What Jesus is talking about here is that this generation, because they rejected the message of the Messiah, that this generation He’s speaking to is a nation that is going to come under judgment, and that they will be removed from the land, that will happen in AD 70. He is not saying that God’s promises to the Jewish people have ended or have been abrogated or that there is no future for national ethnic Israel.
Romans 9, 10, 11 makes it clear. Paul says (this is some 20 years after the crucifixion of Christ) that the promises and the covenants are Israel’s. They’re still in effect. So in this section Jesus is only condemning the negative volition, only condemning the hostility of those Jews in that generation.
We’ll come back next time and begin to look at these parables. I don’t have time to get into the first one, even though it’s not that long. We’ll wait and take the first two together next time.
The point that we learn from this is that the issue for each of us, whether it’s then, whether it’s in the Old Testament, or whether it is today, is belief. All through here you have this issue, believe, believe, the chief priests and scribes understood this. “If we say that John came from Heaven, he will say to us, ‘Why then did you not believe Him?’ ”

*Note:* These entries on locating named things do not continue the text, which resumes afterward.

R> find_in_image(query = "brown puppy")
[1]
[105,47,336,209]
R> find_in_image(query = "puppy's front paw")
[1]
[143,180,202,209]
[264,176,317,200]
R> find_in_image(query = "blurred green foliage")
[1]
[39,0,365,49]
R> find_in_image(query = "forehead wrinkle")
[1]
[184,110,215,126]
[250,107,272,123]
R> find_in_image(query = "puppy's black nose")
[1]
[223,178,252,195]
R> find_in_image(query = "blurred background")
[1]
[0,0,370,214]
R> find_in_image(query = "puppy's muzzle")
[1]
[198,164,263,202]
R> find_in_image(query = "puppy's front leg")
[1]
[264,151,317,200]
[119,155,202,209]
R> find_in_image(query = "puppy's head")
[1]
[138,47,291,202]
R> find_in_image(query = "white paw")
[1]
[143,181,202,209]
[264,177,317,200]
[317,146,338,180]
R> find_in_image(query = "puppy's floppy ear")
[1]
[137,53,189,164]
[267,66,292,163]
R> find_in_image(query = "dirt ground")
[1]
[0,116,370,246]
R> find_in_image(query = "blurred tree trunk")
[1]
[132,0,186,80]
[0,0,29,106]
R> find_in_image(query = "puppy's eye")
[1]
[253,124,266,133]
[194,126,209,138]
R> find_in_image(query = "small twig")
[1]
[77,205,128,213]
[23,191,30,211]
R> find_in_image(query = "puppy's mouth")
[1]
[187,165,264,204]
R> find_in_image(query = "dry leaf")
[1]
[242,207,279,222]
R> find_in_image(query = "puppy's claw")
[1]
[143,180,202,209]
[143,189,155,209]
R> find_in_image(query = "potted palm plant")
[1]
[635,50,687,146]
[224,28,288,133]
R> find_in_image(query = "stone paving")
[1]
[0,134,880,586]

At the end of the first parable in Matthew 21:32, Jesus says to them, “For John came to you in the way of righteousness, and you did not believe him.” He doesn’t say you didn’t believe, you didn’t change, you didn’t do this, or you do that. He said the issue is you did not believe Him.

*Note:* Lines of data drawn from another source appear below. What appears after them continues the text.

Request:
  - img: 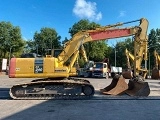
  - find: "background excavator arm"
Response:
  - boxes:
[58,18,148,75]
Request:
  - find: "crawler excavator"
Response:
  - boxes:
[9,18,148,99]
[152,50,160,79]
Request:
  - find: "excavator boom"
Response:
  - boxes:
[152,50,160,79]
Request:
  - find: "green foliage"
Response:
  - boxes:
[69,20,107,61]
[26,27,61,55]
[0,21,25,58]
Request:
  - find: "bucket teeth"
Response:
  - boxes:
[100,75,150,96]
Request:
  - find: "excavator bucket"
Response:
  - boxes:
[122,71,133,79]
[126,80,150,96]
[100,75,128,95]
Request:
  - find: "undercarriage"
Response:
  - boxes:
[10,79,94,100]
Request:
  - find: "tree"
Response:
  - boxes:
[0,21,25,57]
[30,27,61,55]
[69,20,107,61]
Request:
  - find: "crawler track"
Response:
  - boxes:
[10,79,94,99]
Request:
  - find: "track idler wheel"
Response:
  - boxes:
[126,76,150,96]
[100,75,128,95]
[82,86,94,96]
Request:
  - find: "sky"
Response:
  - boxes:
[0,0,160,45]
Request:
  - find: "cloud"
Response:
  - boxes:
[118,11,126,17]
[73,0,102,21]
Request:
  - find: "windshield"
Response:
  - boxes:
[94,63,103,68]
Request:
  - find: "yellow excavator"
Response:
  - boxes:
[152,50,160,79]
[122,49,148,80]
[9,18,149,99]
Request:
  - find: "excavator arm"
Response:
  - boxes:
[152,50,160,79]
[58,18,148,74]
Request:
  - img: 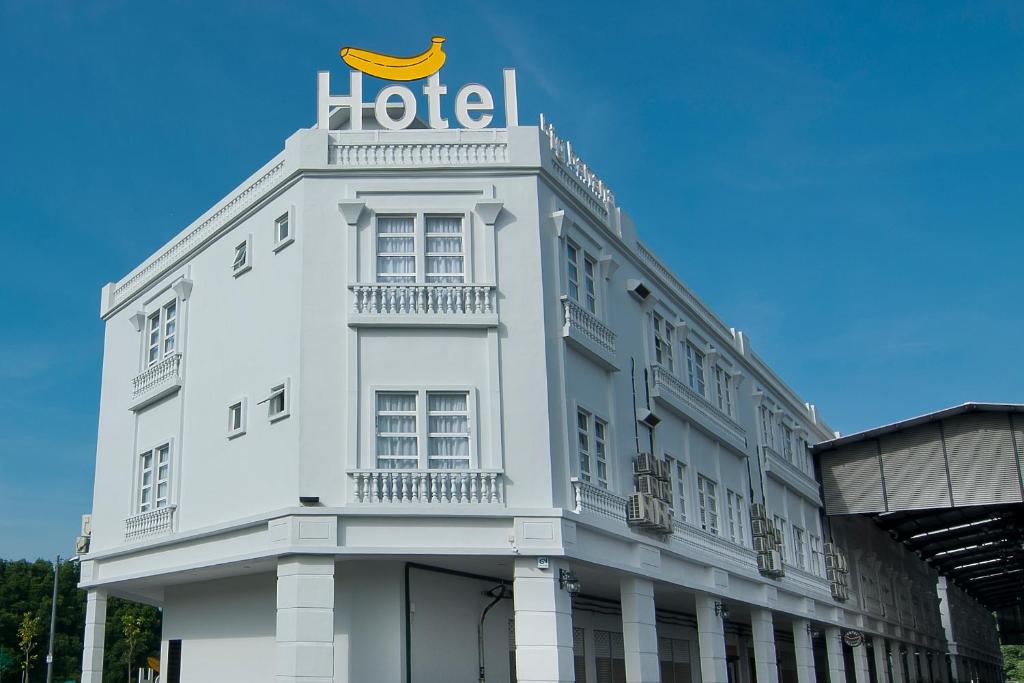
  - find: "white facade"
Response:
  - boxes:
[82,70,958,683]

But tax collectors and harlots believed Him. It doesn’t say they quit being tax collectors and prostitutes. They probably did, but that wasn’t the issue. The issue is that they believed the message of John the Baptist.

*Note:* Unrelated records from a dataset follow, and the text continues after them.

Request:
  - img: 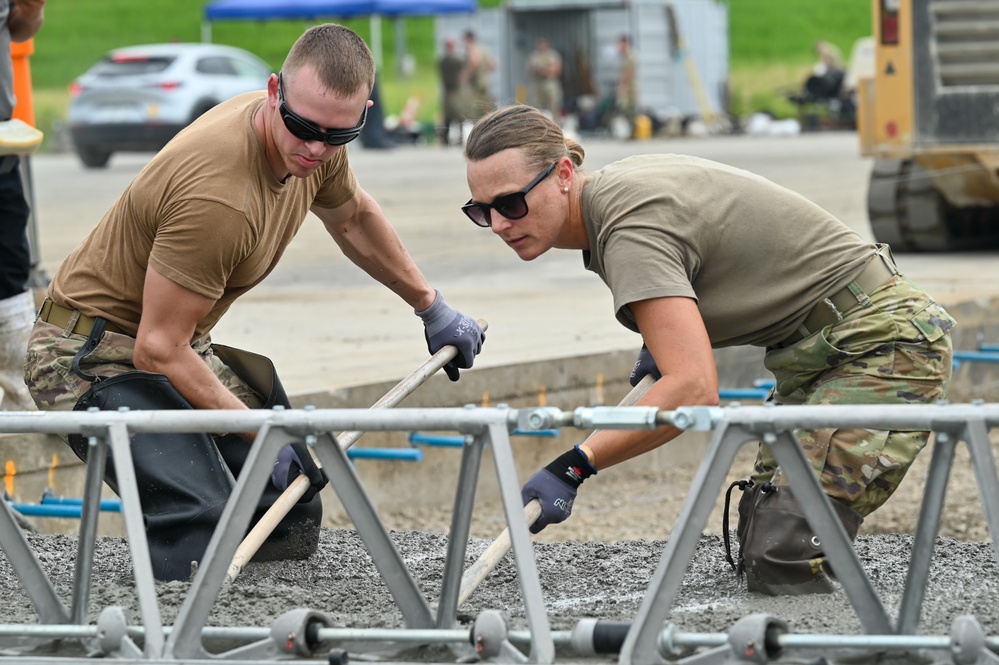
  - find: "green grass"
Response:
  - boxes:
[21,0,871,150]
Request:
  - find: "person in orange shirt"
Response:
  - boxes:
[0,0,45,411]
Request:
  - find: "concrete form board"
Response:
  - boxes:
[436,0,728,117]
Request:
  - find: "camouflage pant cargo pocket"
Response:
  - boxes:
[24,321,263,411]
[754,277,955,516]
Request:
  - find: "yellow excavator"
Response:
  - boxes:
[857,0,999,252]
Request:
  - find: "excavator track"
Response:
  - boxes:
[867,159,999,252]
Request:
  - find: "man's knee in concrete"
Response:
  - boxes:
[737,483,864,596]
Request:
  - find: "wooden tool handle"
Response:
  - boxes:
[225,319,489,583]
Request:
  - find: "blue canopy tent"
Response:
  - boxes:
[201,0,477,67]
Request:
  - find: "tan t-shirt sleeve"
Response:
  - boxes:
[312,148,357,208]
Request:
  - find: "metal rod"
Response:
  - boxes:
[0,624,999,652]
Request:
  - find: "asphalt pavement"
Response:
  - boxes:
[31,132,999,394]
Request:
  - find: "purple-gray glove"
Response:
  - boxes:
[416,291,486,381]
[520,446,597,533]
[271,442,330,503]
[629,344,663,388]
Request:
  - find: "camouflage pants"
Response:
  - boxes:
[24,321,263,411]
[753,276,955,517]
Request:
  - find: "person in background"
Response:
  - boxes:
[462,105,955,595]
[437,37,465,146]
[527,37,562,121]
[461,30,496,120]
[791,41,846,104]
[0,0,45,411]
[25,23,485,580]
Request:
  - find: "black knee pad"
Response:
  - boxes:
[69,371,234,580]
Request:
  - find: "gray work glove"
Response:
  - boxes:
[271,443,329,503]
[520,446,597,533]
[629,344,663,387]
[416,291,486,381]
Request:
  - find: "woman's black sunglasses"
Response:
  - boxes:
[278,72,368,145]
[461,162,558,228]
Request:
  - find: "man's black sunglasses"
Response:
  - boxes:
[278,72,368,145]
[461,162,558,228]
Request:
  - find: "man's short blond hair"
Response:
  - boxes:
[281,23,375,97]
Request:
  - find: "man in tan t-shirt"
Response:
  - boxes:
[25,24,484,579]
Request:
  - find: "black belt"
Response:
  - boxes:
[38,298,129,335]
[777,250,898,346]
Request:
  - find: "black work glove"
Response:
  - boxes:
[271,442,330,503]
[520,446,597,533]
[416,291,486,381]
[629,344,663,388]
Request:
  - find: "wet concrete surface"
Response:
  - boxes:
[0,529,999,662]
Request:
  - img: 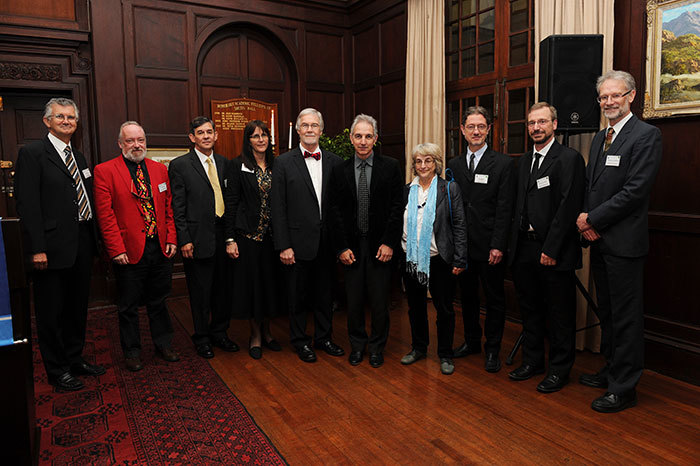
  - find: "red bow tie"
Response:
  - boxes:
[304,151,321,160]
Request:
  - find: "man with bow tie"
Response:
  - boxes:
[272,108,345,362]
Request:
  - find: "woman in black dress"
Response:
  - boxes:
[225,120,282,359]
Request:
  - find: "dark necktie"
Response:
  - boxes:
[357,160,369,234]
[63,146,90,220]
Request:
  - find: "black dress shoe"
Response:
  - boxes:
[537,374,569,393]
[263,338,282,351]
[314,340,345,356]
[197,343,214,359]
[348,351,362,366]
[484,353,501,373]
[369,353,384,369]
[508,364,544,381]
[156,347,180,362]
[578,372,608,388]
[70,361,105,375]
[591,390,637,413]
[297,345,316,362]
[212,336,240,353]
[452,341,481,358]
[49,372,85,392]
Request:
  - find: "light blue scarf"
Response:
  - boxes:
[406,175,438,286]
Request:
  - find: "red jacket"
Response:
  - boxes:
[94,154,177,264]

“… and when you saw it, you did not afterward relent and believe him.” We’ll look at the details there, but the issue is believe. This is why John uses that verb over 86 times in the Gospel of John. Believe, believe, believe. He doesn’t qualify it. He doesn’t say genuinely believe, truly believe, sincerely believe, believe and produce fruit in keeping with believe. He doesn’t say that in John. He just says believe. That is the Gospel of Jesus Christ, that you just believe that Jesus died on the Cross for your sins, and you will have eternal life.
Closing Prayer
“Father, we thank You for this opportunity to study through these confrontations that take place between Jesus and the religious leaders. It enables us to crystallize our understanding of the key issues. Faith alone in Christ alone. Grace based on the fact that You do everything, and we simply accept it as a free gift, that it is not based on our doing something through ritual or through morality to earn or gain Your favor. We are to trust in You and once we are regenerate, once we are born again, once we are justified, then we are to continue a life of faith, walking by the Spirit, not walking according to our own sin nature, not trying to pull ourselves up our own spiritual bootstraps, but by walking by the Spirit, studying Your Word and implementing it in our thinking and everything that we do.
Father, we pray that we will respond to the challenge of Your Word to walk by faith and not by sight, walk by the Spirit, and that we will continue to press on to spiritual maturity.
We pray this in Christ’s name. Amen.”